How often do you come across the phrase “double confirm”? After we had our dinner last night, I asked my husband whether he had any ideas of what I could write about for this week’s post.

He answered, “Write about the use of “double confirm” and why it’s wrong.”

“Do a lot of people actually say “double confirm”? I don’t remember many people using it back in my former job,” I replied.

“Ever since my colleague mentioned it, I’ve been seeing it everywhere,” he said.

Thanks for the suggestion, hubs.

So, do you know that the use of “double confirm” is actually incorrect? Here are examples of sentences that use the phrase.
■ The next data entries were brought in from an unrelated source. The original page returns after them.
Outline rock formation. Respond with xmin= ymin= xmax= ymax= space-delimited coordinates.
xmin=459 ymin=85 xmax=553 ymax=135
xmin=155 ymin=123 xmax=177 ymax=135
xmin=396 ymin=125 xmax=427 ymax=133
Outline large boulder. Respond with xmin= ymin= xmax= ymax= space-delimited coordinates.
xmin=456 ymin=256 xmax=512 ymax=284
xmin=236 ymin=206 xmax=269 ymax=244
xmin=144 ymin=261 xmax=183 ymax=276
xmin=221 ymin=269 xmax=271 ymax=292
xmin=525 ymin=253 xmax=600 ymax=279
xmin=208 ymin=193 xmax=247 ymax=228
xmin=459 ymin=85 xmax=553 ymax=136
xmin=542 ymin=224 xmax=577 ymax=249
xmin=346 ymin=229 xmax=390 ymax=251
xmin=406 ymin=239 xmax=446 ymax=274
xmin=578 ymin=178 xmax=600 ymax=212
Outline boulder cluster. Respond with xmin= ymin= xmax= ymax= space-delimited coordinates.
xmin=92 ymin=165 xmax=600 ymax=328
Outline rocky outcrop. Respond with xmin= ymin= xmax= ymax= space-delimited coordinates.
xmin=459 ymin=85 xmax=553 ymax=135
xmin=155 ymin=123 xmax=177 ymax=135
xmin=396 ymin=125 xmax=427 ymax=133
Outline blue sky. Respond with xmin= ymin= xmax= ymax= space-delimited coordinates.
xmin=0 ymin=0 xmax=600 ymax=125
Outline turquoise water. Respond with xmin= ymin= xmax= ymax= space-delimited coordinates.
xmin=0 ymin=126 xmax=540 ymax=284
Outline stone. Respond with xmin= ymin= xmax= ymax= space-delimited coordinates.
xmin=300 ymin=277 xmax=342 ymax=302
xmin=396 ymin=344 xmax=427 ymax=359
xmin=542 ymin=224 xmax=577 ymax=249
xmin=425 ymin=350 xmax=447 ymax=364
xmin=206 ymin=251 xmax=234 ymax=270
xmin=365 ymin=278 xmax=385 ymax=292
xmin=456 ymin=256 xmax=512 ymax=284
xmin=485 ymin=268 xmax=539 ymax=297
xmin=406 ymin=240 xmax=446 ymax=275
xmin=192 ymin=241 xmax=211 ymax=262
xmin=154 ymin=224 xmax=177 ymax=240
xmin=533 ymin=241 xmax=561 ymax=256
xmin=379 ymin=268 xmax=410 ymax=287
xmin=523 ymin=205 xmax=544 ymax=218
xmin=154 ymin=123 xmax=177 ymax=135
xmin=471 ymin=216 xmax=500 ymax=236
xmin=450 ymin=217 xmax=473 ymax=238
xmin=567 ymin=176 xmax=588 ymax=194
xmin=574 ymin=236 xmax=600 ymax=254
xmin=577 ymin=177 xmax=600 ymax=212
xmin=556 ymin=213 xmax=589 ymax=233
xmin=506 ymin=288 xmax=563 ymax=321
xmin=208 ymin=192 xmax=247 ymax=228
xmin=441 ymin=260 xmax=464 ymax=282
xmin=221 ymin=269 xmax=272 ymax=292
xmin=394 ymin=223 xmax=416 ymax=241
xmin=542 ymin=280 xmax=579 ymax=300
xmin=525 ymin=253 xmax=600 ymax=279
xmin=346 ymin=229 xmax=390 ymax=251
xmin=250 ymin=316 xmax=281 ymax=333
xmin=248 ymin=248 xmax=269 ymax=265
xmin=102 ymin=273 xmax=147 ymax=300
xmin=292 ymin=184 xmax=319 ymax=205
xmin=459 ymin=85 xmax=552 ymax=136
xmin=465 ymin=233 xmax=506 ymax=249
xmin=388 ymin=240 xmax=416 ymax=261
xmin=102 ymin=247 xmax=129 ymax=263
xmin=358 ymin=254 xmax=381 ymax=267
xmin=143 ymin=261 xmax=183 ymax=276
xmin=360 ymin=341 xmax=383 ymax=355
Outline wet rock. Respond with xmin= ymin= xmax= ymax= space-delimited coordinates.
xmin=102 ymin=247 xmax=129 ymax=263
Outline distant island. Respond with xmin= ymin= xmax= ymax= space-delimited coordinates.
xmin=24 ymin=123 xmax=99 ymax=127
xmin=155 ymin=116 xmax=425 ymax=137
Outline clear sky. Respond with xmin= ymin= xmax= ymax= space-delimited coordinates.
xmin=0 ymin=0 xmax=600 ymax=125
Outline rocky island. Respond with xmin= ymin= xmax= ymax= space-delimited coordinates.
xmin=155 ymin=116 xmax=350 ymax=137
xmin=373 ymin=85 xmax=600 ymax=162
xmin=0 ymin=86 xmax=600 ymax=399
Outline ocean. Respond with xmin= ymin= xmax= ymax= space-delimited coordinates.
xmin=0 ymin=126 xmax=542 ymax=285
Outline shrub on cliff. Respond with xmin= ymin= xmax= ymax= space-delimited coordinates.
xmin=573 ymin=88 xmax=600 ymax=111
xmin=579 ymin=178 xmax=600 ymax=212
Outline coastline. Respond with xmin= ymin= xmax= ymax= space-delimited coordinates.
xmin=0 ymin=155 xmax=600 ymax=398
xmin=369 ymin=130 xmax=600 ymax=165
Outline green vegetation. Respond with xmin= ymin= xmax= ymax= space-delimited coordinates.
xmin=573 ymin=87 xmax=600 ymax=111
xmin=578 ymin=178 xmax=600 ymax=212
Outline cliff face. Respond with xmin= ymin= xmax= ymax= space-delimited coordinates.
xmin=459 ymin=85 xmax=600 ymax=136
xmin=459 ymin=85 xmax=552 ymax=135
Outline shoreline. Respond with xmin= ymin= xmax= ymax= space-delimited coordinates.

  • Hi there, I would like to double confirm whether you have received  my payment today.
  • I need to double confirm with my supervisor before we go ahead with this proposal.

The correct phrase to use is either “double check” or just the word “confirm”. To add “double” before “confirm” is unnecessary because confirm already means getting a final response.

Now, if you’re working in Malaysia or Singapore, it’s acceptable to use it at work among colleagues. Even if it is grammatically incorrect, it has become a way of saying that you want to double check or be absolutely certain about something.

But if you’re communicating with people from outside of the region, it’s best to avoid it. You may also want to avoid using it if you want to appear professional, for example you’re inquiring about a job interview.